真礼はいっそう美しくなり、その声は伸びやかさを増していた。どこまでも、高天原までも上ってゆきそうな澄んだ歌声に、その声に見事に沿った舞の動き。
安麻呂の胸に痛みが走った。
安麻呂だけが知っていた、もはや失われた相舞が、たどり着いたかもしれない片鱗を、安麻呂は真礼の舞に見ていた。
それは美しいけれど、至高ではない。
至高は、その可能性は、すでに失われているのだから。
安麻呂はふと目をそらして、そうして気づいた。

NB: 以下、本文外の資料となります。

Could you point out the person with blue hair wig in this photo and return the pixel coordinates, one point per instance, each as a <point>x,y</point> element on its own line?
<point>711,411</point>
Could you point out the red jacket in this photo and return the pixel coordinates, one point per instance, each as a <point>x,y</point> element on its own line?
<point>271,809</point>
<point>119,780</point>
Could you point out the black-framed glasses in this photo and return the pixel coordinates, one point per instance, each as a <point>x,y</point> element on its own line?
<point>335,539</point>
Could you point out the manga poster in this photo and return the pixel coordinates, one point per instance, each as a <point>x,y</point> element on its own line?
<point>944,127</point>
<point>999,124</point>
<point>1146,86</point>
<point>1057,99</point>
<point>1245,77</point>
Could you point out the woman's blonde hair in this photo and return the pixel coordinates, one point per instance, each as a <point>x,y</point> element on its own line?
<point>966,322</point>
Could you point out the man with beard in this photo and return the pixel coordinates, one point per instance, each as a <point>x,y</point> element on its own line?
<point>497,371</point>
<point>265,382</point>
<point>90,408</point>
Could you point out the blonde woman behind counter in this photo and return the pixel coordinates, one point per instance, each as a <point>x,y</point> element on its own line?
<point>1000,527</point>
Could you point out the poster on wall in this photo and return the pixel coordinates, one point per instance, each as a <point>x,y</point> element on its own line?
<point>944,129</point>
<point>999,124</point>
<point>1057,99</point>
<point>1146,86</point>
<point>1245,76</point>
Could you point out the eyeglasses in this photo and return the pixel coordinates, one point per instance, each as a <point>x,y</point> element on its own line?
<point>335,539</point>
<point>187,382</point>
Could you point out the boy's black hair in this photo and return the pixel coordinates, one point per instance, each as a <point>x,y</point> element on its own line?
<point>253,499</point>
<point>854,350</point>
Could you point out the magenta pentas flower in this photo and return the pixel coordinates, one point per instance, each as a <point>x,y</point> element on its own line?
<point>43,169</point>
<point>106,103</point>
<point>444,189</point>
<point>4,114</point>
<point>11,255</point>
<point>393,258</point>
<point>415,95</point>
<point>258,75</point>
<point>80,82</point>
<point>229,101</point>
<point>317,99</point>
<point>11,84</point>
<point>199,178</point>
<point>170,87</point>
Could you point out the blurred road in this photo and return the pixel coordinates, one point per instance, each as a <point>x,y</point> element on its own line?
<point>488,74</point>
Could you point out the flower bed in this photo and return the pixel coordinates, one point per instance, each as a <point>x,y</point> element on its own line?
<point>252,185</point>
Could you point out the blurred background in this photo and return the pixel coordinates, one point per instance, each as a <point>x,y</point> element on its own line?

食い入るように真礼を見つめる人々の中で、御門だけがあまりにも静かに真礼を見つめていることに。
初めて見る「最上」に魅せられている人々の中で、その落ち着いた御門の姿はひどく印象に残った。
安麻呂には御門が、さらなる高みを見たことのある人のように思えたのだ。ちょうど安麻呂自身がそうであるように。
やがて幾度かの御下問に答えたりするうちに、それは確信に変わった。
御門の視野は広く、その向かうところは果てしない。
安麻呂が真礼の歌や舞の、より高みを見ていたとすると、御門は猿女の語るより、遥か彼方の物語を思っていたのだ。
それはいずれ未来で語られるべき、御門を含む物語なのだろう。
酒の肴に散々からかった阿礼は、やがてふてくされて寝てしまった。空になった酒器や皿を、まとめて部屋の隅に寄せる。
阿礼の部屋の荷物は少ない。
最低限の食器と最低限の着替え。それで全部だ。
いや、隅の棚にあと少し荷物がある。
桜貝の包まれた布と、それを糸で貫いた飾り。
どうやら阿礼は自分で思うような簪を作ってみることにしたらしい。糸で貫かれた桜貝は、ちょうど藤の花房のような形に整えられていた。
ちょっと持ち上げてみると、サラサラと軽やかな音をたてる。
海で生まれたはずの貝殻が、梢を渡る風のような音をたてるのが、ちょっと不思議なように安麻呂には思えた。